LGAIAug 24, 2025

Multimodal Representation Learning Conditioned on Semantic Relations

arXiv:2508.17497v1h-index: 8
Originality Incremental advance
AI Analysis

This work addresses the problem of underutilized semantic relations in multimodal learning for researchers and practitioners, offering an incremental enhancement over existing methods.

The paper tackled the limitations of existing multimodal representation learning models, such as CLIP, by proposing a relation-conditioned framework that leverages semantic relations to guide feature extraction and alignment, resulting in consistent performance improvements on retrieval and classification tasks.

Multimodal representation learning has advanced rapidly with contrastive models such as CLIP, which align image-text pairs in a shared embedding space. However, these models face limitations: (1) they typically focus on image-text pairs, underutilizing the semantic relations across different pairs. (2) they directly match global embeddings without contextualization, overlooking the need for semantic alignment along specific subspaces or relational dimensions; and (3) they emphasize cross-modal contrast, with limited support for intra-modal consistency.

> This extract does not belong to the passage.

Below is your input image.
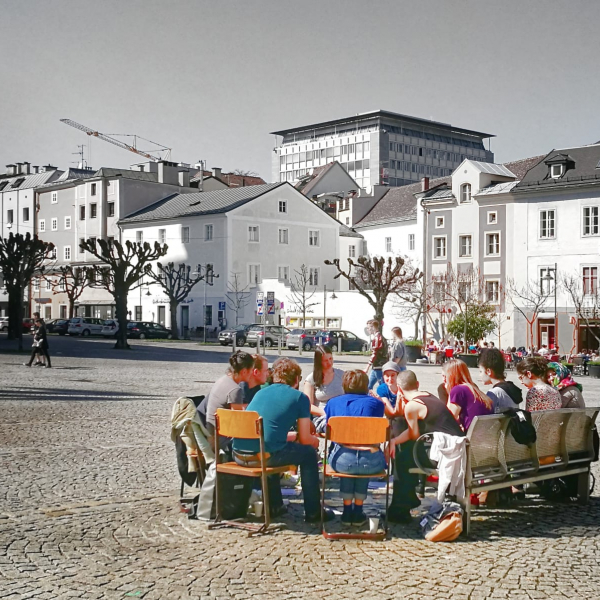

To address these issues, we propose Relation-Conditioned Multimodal Learning RCML, a framework that learns multimodal representations under natural-language relation descriptions to guide both feature extraction and alignment. Our approach constructs many-to-many training pairs linked by semantic relations and introduces a relation-guided cross-attention mechanism that modulates multimodal representations under each relation context. The training objective combines inter-modal and intra-modal contrastive losses, encouraging consistency across both modalities and semantically related samples. Experiments on different datasets show that RCML consistently outperforms strong baselines on both retrieval and classification tasks, highlighting the effectiveness of leveraging semantic relations to guide multimodal representation learning.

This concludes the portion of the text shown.